LanguageMachines / PICCL

A set of workflows for corpus building through OCR, post-correction and normalisation
Other
48 stars 6 forks source link

Extracting embedded text form PDFs #6

Closed martinreynaert closed 6 years ago

martinreynaert commented 7 years ago

One form of possible input PICCL-NF is not yet capable of is that of embedded text in PDFs.

Ideally the user should not have to specify at all whether the PDF(s) contain embedded text or not. The philosophy behind PICCL (at least towards philosopher-users) is that the system has the intelligence to decide which modules to use given a particular type of input.

There are, however, quite a number of scenarios possible, given a PDF with embedded text, e.g. a/ the embedded text may be of very poor OCR quality so that re-OCRing is desirable. The embedded text might then still serve as extra input to TICCL to help in the post-correction b/ the embedded text may actually be the original born-digital text and thus be of higher quality then what will likely be obtained be re-OCRing. However, extracting embedded text from PDFs has pitfalls: more often than not all ligatures are lost (which might be solved perhaps by OCRing anyway and then running TICCL over the extracted embedded text again with the OCRed text as additional background input). c/ d/ ?? There are more possible scenarios, I assume.

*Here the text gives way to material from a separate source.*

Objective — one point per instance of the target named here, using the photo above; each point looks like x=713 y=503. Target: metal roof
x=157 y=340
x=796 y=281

proycon commented 7 years ago

Yes. I agree that it should be detected automatically in the pipeline. That raises the following subissues to solve before we can implement this:

1) How to detect whether a pdf has embedded text or not? 1a) how to determine if embedded text is OCRed text? How to determine the quality? And how to make use of this in ticcl as you suggest? 2) What tool to use for pdf text extraction? (pdf2text or other)

martinreynaert commented 7 years ago

I think that for now we should just use pdf2text.

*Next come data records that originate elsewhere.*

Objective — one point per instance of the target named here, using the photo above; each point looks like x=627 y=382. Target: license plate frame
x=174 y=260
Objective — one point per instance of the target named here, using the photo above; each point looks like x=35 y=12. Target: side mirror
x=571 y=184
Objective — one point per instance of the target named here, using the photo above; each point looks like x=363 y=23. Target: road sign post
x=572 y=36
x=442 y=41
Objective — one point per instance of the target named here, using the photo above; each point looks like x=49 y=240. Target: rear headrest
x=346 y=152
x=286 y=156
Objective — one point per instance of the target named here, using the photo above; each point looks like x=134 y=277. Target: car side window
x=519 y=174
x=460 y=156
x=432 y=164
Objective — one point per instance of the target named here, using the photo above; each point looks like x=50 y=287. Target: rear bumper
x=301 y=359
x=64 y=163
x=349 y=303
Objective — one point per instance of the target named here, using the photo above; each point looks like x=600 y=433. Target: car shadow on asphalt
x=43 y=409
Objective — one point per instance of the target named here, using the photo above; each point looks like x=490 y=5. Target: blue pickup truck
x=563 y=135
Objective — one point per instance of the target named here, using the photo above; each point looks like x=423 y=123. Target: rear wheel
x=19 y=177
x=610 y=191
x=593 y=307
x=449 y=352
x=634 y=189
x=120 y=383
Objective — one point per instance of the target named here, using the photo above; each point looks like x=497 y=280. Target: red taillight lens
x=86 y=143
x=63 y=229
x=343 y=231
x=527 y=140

You might make it so that by default it is run. If there is a sensible amount of textual output: assume that there was embedded text. If not, proceed with OCR only.

Question 1a/ is harder. I have ideas about this, but these are still underdeveloped. And might well not work on smaller amounts of text.

martinreynaert commented 7 years ago

Come to think of it: I should check whether 'pdfinfo' with the -meta parameter has anything to say about there being embedded text or not.

proycon commented 6 years ago

@martinreynaert Do you have a good input example text for this issue? Again preferably a small and open one.

proycon commented 6 years ago

This is now implemented in the TICCL pipeline itself, by chosing --inputtype pdf chosen, which by definition corresponds to text extraction from PDF. Conversely, for the OCR pipeline, PDF by definition means image extraction.

Conversion is done using pdftotext.

The solution for automatically determining whether to OCR or extract text has not been implemented yet but is continued in issue #11 instead.